Estimativas anteriores previam uma queda um pouco maior, mas esses números foram revisados para cima pelo COI.
“Atualizamos nossas estimativas para a safra de 2018/2019”, disse Michele Bungaro, chefe do Departamento de Observatório e Sistemas de Informação do COI, ao Olive Oil Times. “Agora prevemos uma redução de até 5,5%, em vez de 8%, [como havia sido indicado anteriormente].”
As maiores quedas ocorreram na Tunísia e na Argentina, com a safra deste ano caindo 57% e 54%, respectivamente. Ambos os países tiveram safras robustas na safra 2017/18 e esperavam uma queda este ano devido à natureza de alternância de produção das oliveiras.
Em outros lugares, a produção caiu 49% na Palestina; 38% na Itália; 35% na Grécia e 30% na Turquia.

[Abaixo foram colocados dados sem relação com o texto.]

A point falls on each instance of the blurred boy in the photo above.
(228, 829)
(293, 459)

De acordo com a Coldiretti, uma associação de agricultores italianos, o mau tempo danificou cerca de 25 milhões de oliveiras no país e foi o principal responsável por essa queda acentuada. Apesar disso, a Itália continua sendo o segundo maior produtor mundial de azeite, atrás apenas da Espanha.
Na Turquia, a queda também foi atribuída à natureza de produção alternada das árvores. No entanto, a produção turca de azeite continua em alta, com a safra deste ano aumentando 3% em comparação com a campanha de 2016/17 e 14% em comparação com a campanha de 2014/15.
Outros países que registraram quedas na produção foram o Egito (-28%), Portugal (-15%), Argélia (-7%), Israel (-6%) e Jordânia (-2%).
Os dados do COI também indicam que alguns países tiveram aumentos notáveis na produção. A Líbia registrou o maior desses aumentos, com a produção subindo 41%. Marrocos também registrou um aumento, mas muito mais modesto, de cerca de 4%.
Da mesma forma, o número referente a Marrocos também foi revisado para baixo após a divulgação da estimativa inicial.
Ambos os países do Norte da África têm investido constantemente na produção de azeite, à medida que novos mercados no Leste Asiático se abriram e os produtores tradicionais do Mediterrâneo sofreram contratempos devido ao clima e a doenças.
Após vários anos difíceis para os produtores de azeite na Espanha, causados principalmente pela seca e por doenças, as estimativas de azeite para a safra 2018/19 atingiram 1.598.900 toneladas, um aumento de 27% em comparação com a safra anterior e o maior nível de produção desde 2013/14.
Luis Planas, ministro da Agricultura, Pesca e Alimentação da Espanha, classificou esses números como “melhores” em uma coletiva de imprensa, mas reconheceu que não se tratava de um recorde e que o setor ainda tem muito trabalho pela frente.